Perhaps unsurprisingly, each has his or her own particular reason to fear coming under a commission’s scrutiny. Litt has been hired as counsel to former CIA general counsel Scott Muller, whose conduct Mukasey puts squarely in the center of the decision to introduce torture. Brennan helped assemble and run the CIA’s counterterrorism center and may have been involved in implementation of some aspects of the controversial policy. Goldsmith, who published an op-ed in the Washington Post on November 26 opposing a commission, was a junior member of the “war council” of Bush administration lawyers closely tied to the introduction of torture as a matter of policy; he also served as a legal advisor to Defense Department general counsel Jim Haynes, whose role was key to the entire process. Any commission would be scrutinizing Goldsmith’s work and dealings very closely. And congressional leaders like Nancy Pelosi, Jay Rockefeller (of the Senate Intelligence Committee) and Jane Harman (of the House Intelligence Committee), were members of the “Gang of Eight” briefed on the details of their program.

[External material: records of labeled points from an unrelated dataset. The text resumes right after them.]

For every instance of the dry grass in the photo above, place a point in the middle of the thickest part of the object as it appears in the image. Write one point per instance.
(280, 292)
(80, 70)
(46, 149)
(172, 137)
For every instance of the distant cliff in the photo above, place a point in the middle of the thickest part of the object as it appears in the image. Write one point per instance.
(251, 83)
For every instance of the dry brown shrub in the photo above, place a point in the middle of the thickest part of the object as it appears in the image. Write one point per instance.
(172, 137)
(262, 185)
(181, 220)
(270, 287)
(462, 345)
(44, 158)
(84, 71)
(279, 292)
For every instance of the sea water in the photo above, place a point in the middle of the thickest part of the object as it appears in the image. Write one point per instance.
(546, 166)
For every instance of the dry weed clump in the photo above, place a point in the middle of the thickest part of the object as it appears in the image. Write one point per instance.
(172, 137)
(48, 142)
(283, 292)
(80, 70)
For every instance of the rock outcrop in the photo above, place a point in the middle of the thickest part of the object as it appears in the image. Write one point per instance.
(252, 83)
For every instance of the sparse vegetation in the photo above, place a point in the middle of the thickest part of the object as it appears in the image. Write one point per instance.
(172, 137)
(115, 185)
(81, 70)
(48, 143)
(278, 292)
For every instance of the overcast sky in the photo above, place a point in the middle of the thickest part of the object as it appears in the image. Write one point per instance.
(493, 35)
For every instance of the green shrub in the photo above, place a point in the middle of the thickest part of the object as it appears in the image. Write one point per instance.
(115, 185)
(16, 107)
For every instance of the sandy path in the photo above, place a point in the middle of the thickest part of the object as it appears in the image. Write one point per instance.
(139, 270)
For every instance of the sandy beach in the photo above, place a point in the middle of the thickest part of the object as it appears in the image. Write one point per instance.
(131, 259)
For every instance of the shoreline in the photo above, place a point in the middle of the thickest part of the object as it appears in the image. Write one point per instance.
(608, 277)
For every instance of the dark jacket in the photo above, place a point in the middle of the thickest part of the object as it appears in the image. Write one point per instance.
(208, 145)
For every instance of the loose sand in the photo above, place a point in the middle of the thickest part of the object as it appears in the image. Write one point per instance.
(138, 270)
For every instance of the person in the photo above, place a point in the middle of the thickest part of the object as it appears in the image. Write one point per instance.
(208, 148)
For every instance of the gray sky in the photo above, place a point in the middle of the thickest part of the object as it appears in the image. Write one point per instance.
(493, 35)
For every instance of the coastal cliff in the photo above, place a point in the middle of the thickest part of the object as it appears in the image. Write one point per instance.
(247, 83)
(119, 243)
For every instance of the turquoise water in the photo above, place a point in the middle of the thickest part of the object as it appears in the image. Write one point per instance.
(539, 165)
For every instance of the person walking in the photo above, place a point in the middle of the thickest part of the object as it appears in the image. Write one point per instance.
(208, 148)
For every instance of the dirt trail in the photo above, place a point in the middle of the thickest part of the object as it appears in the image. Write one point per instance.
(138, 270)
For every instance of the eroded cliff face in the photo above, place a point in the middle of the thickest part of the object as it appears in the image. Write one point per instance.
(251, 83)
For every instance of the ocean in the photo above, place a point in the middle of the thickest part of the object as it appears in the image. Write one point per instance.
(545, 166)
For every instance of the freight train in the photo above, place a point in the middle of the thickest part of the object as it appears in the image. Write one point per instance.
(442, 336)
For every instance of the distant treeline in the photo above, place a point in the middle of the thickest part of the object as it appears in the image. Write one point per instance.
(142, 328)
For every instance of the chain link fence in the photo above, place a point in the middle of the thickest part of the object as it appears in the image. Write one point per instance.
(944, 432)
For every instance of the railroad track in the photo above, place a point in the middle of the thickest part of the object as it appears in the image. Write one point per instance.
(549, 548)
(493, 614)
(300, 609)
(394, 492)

Any commission would certainly reflect on the problems of congressional oversight of the torture program and especially the curious silence of the Democratic leadership.
So how will Barack Obama deal with this troubling question? Obviously, if Bush issues a blanket pardon, it would make the issue much simpler, taking the sting out of a probe. Bush would have to cope with the public anger that such pardons usually provoke. And that explains why Bush has sent a signal—though not one that binds him in any way—that he won’t issue a pardon.
Time is on Obama’s side. He has no need to make any final decisions on the matter until after Bush leaves the Oval Office. That would leave it to Bush to take the sort of gamble he’s taken many times in his presidency—or not. Only this time, it would reflect on the responsibility and culpability of some of his closest advisors.
Scott Horton is a law professor and writer on legal and national security affairs for Harper's Magazine and The American Lawyer, among other publications.